Anita Walker:  Film is such an accessible artform. It’s somehow sort of mainstream. It’s not ever considered elite. It’s not feeling separate like a lot of other types of artforms that people have to sort of feel like “I don’t know if I know enough to go to an opera. I don’t know if I know enough to understand what’s in an art museum.” But films, it’s the movies.

Susan Chinsen:  No, I think you hit it on the head there, and I think that very much sort of typifies sort of the class that I feel like I sit in. I came from a low-income immigrant family in an affluent neighborhood, but I did feel like watching television was sort of really my window into the world into understanding, and it was actually through a film I had seen on PBS, WGBH here locally, that made a big difference for me, and that sort of I feel like planted the seed where I saw like “I want to see more stuff like that” and trying to sort of search for that as a continuation through my life.

Anita Walker:  Those of us who watch the Oscars every year– for the last several years it’s been a real disappointment in terms of the lack of diversity in either films that were nominated or actors that were nominated. Do you think film festivals like this will help move the needle at all in terms of the diversity that we see in sort of mainstream or feature films?

Susan Chinsen:  Yes, I certainly think so, and there’s certainly I think a movement towards that given recent conversations and trending hashtags that have been happening that there is. The fact that the film festival brings not just communities together but also filmmakers together to sort of know that they have a support network, an audience base that supports them and the work that they are doing– typically the filmmakers that we bring in are mindful of that. They’re working in a very challenging setting. One film in particular that we’ve recently screened is called “East of Hollywood,” and it was a production crew from around here, but they really wanted to get together and focus on looking at what their experiences have been like working in Hollywood and what it’s like going into auditions and the expectations that the people on the other side of the table and the casting folks have been looking for and what challenges come with that, and so they’ve been really working to try and sort of change the dynamic and make much more visible issues around that.

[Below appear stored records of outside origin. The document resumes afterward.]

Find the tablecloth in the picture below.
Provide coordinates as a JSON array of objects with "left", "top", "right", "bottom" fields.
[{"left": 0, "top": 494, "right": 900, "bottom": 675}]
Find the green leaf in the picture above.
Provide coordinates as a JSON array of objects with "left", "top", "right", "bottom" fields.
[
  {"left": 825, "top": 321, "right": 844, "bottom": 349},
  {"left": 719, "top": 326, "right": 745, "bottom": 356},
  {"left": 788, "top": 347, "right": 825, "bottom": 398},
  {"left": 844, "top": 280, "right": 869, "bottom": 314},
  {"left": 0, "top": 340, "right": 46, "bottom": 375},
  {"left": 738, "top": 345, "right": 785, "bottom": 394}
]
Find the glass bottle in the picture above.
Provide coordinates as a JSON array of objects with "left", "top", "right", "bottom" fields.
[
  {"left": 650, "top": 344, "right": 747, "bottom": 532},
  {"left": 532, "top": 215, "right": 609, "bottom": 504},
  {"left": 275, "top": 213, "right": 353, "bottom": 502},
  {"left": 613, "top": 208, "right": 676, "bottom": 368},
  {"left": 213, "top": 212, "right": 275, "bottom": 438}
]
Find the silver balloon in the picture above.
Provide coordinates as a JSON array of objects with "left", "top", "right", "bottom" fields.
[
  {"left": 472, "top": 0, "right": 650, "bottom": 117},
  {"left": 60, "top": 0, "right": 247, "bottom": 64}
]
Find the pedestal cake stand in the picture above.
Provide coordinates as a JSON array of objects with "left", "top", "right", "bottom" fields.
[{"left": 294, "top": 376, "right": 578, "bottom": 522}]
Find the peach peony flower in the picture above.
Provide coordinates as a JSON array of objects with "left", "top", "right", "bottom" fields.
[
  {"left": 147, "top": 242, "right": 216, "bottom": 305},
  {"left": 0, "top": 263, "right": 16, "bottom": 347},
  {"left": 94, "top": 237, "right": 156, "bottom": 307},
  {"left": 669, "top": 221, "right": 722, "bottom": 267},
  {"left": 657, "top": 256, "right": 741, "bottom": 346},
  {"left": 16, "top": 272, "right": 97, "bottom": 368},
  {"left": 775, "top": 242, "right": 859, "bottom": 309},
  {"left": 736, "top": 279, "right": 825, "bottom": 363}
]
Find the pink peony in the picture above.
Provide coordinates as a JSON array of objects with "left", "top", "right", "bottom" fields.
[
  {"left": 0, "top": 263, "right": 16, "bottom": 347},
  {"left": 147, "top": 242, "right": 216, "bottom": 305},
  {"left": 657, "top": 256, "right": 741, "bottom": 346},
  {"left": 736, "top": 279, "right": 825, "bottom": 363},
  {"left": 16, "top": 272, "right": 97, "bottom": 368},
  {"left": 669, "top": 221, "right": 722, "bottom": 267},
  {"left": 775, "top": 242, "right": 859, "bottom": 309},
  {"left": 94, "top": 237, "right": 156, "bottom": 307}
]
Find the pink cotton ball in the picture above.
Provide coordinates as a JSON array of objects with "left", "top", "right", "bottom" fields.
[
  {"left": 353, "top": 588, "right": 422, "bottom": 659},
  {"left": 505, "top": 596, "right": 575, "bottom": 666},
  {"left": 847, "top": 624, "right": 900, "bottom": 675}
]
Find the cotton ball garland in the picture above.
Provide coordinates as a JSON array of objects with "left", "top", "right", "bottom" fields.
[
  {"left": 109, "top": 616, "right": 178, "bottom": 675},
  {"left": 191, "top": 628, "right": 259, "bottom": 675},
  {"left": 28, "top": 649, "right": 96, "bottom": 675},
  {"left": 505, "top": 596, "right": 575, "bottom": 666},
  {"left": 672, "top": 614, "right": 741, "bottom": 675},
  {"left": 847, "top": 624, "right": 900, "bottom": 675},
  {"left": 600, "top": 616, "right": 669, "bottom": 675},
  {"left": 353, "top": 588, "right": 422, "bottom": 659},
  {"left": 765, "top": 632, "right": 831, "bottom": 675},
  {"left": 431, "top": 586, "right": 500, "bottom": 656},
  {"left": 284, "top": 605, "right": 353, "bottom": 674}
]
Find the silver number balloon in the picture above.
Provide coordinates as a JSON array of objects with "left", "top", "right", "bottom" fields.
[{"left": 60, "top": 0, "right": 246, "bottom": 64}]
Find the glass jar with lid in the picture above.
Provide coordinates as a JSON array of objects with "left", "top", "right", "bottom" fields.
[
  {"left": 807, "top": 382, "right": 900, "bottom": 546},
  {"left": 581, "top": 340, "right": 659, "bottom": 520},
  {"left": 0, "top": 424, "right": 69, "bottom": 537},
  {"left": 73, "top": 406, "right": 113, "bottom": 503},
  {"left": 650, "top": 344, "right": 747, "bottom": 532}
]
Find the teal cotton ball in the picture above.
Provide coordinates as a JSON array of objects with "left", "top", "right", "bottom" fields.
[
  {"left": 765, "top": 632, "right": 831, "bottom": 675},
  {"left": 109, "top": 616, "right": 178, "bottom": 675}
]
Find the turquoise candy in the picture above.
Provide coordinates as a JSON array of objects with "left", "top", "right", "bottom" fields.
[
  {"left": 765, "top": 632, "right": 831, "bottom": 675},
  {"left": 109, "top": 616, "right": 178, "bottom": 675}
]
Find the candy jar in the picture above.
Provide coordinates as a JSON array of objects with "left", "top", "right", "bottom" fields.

Anita Walker:  So you have now established that the film festival happens every year. When?

Susan Chinsen:  At the end of October.

Anita Walker:  In relation to Halloween somehow.

Susan Chinsen:  Yes.

Anita Walker:  So not always the same date but right…

Susan Chinsen:  Yeah, it’s usually either the last weekend or the second-to-last weekend depending when Halloween is. We try to avoid the conflict.

Anita Walker:  <laughs> That date.

Susan Chinsen:  Yeah.

Anita Walker:  Well, Susan Chinsen, thank you very, very much for joining us, Establishing Director of the Boston Asian American Film Festival, another creative mind out loud.

Susan Chinsen:  Anita, thank you so much for having me.